Vacuum Single Point Anchors

Vacuum Single Point Anchors

Although sometimes specified for general industrial applications, Specialty Vacuum Anchors are used primarily for aircraft maintenance and inspection applications, providing temporary OSHA compliant tie-off capability where and when your mechanics need it.  Unlike rigid rail fall protection systems which can be cost prohibitive and ground based lift devices that can damage aircraft, vacuum anchors are versatile, simple to use cost effective solutions that rely on compressed air to suction the anchor to the surface of the aircraft.  Specialty Vacuum Anchors can be used for single point fall protection, or paired to create a temporary Horizontal Lifeline (HLL).

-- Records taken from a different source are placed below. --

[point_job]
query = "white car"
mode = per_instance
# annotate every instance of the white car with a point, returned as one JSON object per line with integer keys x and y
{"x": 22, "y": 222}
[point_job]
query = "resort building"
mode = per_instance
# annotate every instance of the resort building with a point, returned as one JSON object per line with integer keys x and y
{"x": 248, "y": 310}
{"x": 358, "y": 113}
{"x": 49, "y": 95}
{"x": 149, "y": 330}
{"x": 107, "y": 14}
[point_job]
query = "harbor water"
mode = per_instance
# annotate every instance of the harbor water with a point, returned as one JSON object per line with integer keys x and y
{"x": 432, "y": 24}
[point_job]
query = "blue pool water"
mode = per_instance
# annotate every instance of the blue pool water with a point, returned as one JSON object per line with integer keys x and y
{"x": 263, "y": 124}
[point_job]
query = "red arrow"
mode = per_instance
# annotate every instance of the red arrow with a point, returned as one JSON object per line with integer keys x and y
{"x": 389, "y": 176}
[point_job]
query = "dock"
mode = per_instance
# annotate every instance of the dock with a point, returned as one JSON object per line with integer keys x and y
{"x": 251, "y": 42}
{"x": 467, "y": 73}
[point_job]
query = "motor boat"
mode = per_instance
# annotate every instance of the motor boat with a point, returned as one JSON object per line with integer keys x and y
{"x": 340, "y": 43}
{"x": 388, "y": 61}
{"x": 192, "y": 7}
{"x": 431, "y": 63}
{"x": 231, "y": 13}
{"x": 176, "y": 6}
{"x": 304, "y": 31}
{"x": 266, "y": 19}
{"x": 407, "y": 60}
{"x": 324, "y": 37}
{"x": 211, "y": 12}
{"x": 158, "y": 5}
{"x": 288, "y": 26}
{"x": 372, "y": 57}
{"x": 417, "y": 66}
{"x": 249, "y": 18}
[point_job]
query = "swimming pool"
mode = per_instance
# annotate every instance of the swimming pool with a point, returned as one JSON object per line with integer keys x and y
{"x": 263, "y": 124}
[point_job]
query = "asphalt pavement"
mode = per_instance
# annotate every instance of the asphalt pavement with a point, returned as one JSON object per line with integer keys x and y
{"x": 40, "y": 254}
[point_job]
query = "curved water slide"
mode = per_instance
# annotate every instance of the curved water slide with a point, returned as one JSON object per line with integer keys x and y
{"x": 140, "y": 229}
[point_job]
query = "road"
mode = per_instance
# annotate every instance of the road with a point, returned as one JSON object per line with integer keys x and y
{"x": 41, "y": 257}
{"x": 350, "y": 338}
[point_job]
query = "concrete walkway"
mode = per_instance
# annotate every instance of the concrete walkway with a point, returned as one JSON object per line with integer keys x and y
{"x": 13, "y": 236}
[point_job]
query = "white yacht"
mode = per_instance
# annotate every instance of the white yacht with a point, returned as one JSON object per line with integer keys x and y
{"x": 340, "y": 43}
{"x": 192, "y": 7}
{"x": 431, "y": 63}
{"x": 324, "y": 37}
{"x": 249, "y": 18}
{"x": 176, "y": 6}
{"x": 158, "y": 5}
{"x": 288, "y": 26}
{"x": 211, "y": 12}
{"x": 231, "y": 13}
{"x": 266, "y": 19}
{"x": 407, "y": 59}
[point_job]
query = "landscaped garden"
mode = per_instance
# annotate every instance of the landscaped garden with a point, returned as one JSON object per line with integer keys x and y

We are a complete turnkey provider of fall protection systems designed for the aviation industry and have years of design and installation experience in this market sector.  Contact us for expert assistance with your fall arrest, fall restraint and fall protection safety requirements.

 

Design Considerations

This self-contained vacuum single point anchor assembly can be powered by a single, on-board 48-cubic-inch compressed gas bottle, a large capacity detached bottle, or shop air. Unit can also power one additional secondary pad.  Ideal for anchorage applications with smooth or non-porus surfaces.

OSHA Regulations

  • Single Point Anchors
    • 1926.502(d)(15) Anchorages used for attachment of personal fall arrest equipment shall be independent of any anchorage being used to support or suspend platforms and capable of supporting at least 5,000 pounds (22.2 kN) per employee attached, or shall be designed, installed, and used as follows:
    • 1926.502(d)(15)(i) as part of a complete personal fall arrest system which maintains a safety factor of at least two; and
    • 1926.502(d)(15)(ii) under the supervision of a qualified person.
  Personal Fall Protection System This section is applicable if the personal fall protection system is being used by an employee having a combined body and tool weight of LESS THAN 310 pounds (140 kg). NOTE: Additional requirements for personal fall arrest systems and positioning systems for an employee having a combined body and tool weight of MORE THAN  310 pounds are contained in paragraphs (d) and (e) of OSHA 1910.140. The employer must ensure that personal fall protection systems meet the following requirements:
  • Connectors must be drop forged, pressed or formed steel, or made of equivalent materials. 1910.140(c)(2)
  • Connectors must have a corrosion-resistant finish, and all surfaces and edges must be smooth to prevent damage to interfacing parts of the system. 1910.140(c)(3)
  • When vertical lifelines are used, each employee must be attached to a separate lifeline. 1910.140(c)(4)
  • Lanyards and vertical lifelines must have a minimum breaking strength of 5,000 pounds (22.2 kN). 1910.140(c)(5)
  • Self-retracting lifelines and lanyards that automatically limit free fall distance to 2 feet (0.61 m) or less must have components capable of sustaining a minimum tensile load of 3,000 pounds (13.3 kN) applied to the device with the lifeline or lanyard in the fully extended position. 1910.140(c)(6)
  • A competent person or qualified person must inspect each knot in a lanyard or vertical lifeline to ensure that it meets the requirements of paragraphs (c)(4) and (5) of this section before any employee uses the lanyard or lifeline. 1910.140(c)(7)
  • D-rings, snaphooks, and carabiners must be capable of sustaining a minimum tensile load of 5,000 pounds (22.2 kN). 1910.140(c)(8)
  • D-rings, snaphooks, and carabiners must be proof tested to a minimum tensile load of 3,600 pounds (16 kN) without cracking, breaking, or incurring permanent deformation. The gate strength of snaphooks and carabiners, must be proof tested to 3,600 lbs. (16 kN) in all directions. 1910.140(c)(9)
  • Snaphooks and carabiners must be the automatic locking type that require at least two separate, consecutive movements to open. 1910.140(c)(10)
Snaphooks and carabiners must not be connected to any of the following unless they are designed for such connections: 1910.140(c)(10)(i)
  • Directly to webbing, rope, or wire rope; 1910.140(c)(10)(ii)
  • To each other; 1910.140(c)(10)(iii)
  • To a D-ring to which another snaphook, carabiner, or connector is attached; 1910.140(c)(10)(iv)
  • To a horizontal life line; or 1910.140(c)(10)(v)
  • To any object that is incompatibly shaped or dimensioned in relation to the snaphook or carabiner such that unintentional disengagement could occur when the connected object depresses the snaphook or carabiner gate, allowing the components to separate. 1910.140(c)(11)

Did You Know?

In general Industry, any leading edge that is four feet or higher than the surface below must be protected from fall hazards?